I personally would expect the Australians to know something, especially history, about the Netherlands.
As parts of Australia were "discovered" by Dutch sailors and or even named for Dutch people. For example the birth place of Mary, Tasmania, which is named for Abel Tasman.
Also a lot of Dutch emigrated to Australia, especially in the years after WW II. Just like Canada, which was very popular.
We don't teach that aspect of Australian history anymore in High School and what is taught in primary school is largely forgotten within a year or so of studying.
The High School course we study requires no study of anything of Europe until the start of WWI.
Year 7 - What is History; ONE of Ancient Egypt, Greece or Rome (most popular by a long way is Ancient Egypt) and then ONE of Ancient China or India.

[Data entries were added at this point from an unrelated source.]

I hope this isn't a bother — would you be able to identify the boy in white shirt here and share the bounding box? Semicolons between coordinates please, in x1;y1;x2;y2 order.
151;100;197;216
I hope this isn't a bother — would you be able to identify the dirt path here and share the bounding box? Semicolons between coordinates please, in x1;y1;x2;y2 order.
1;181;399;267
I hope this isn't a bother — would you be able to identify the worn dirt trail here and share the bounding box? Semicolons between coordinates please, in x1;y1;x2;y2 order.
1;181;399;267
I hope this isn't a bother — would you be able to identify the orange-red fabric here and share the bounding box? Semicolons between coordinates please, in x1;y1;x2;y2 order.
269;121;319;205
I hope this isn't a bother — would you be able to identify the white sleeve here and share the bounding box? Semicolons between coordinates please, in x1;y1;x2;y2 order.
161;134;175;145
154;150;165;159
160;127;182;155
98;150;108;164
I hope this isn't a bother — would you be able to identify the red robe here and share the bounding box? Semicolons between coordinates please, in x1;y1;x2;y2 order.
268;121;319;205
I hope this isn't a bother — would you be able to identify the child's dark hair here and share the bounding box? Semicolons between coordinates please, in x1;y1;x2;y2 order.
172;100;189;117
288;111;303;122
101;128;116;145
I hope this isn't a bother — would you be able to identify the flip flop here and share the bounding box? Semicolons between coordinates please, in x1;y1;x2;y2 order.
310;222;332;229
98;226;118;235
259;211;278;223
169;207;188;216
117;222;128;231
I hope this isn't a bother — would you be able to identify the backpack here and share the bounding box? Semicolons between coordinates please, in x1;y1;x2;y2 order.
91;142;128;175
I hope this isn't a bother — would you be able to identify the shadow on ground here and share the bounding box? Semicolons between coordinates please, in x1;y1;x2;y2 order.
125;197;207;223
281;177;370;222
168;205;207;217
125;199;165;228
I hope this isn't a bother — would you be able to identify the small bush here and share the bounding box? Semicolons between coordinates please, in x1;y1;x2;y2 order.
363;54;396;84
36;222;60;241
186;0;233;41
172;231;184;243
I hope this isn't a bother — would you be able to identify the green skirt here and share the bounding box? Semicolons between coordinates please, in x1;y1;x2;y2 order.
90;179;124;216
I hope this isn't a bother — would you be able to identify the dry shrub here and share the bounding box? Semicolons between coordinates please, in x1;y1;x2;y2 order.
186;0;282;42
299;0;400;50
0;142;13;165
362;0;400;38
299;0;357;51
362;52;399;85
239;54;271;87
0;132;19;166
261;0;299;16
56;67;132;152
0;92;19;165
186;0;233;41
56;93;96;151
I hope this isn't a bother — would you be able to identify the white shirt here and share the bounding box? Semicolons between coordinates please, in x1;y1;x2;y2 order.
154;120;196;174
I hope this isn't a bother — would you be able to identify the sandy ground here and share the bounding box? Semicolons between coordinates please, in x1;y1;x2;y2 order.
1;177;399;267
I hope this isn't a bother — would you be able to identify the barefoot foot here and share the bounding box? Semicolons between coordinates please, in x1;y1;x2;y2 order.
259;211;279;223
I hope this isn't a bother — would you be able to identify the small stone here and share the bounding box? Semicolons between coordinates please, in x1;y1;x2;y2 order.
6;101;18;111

Year 8 - Links from Ancient to Medieval World; ONE of Medieval Europe, Vikings, Ottoman Empire; Renaissance Italy (most popular is Vikings with Ottoman gaining in popularity) ONE of Black Death; Spanish Conquest of the Americas; ONE of Angkor Wat; Tokugawa Japan; Polynesian Expansion across the Pacific and ONE of Mongol Expansion; Black Death; Spanish Expansion into the Americas; Colonisation and Contact in Australia - the most popular which looks heavily at the negative impact of European colonisation on Australia's indigenous population - it isn't designed to say that the Europeans did anything of any nature that is positive
Year 9 - Links for Medieval to Early Modern World; ONE of Industrial Revolution; Movement of People - slaves, convicts and free settlers; or Development of a Range of Historical Concepts (the most popular option); ONE of Making a Nation or Australia's relations with Asia - the more popular of those options and the mandatory study of World War One (emphasis on the Gallipoli Campaign - about 30 minutes to an hour maximum spent of the rest of the war and a lot of emphasis on the Australian Home Front)
Year 10 - If World War Two wasn't done in Year 9 it is to be done in Year 10 (when my school does it) with the emphasis Kokoda - hardly any mention of the war in Europe as the emphasis on the war against Japan and what was happening on the Australian Home Front); Changing Rights and Freedoms - emphasis on the fight for equal rights of the Indigenous Population here and some mention of similar fights elsewhere; the final unit is a choice of a number of units relating to Australia or the Holocaust - which a lot of schools do although the most popular is Australia in the Vietnam War Era as it was in the old syllabus so many schools kept teaching it.
As you can see there is very little if any European History in the compulsory high school History course. My school does quite a lot compared to many other schools but even so it is no more than 1/3 each year. With the course is only 50 hours per year we are talking about around 15 hours a year maximum on anything European.
When I was first teaching High School history in the early 90s we did a bit more with options like Queen Victoria and the Abdication Crisis being on the course for the final two years but British History is now not taught at all. The rest of Europe gets even less of a mention other than Nazi Germany and Stalin's Russia.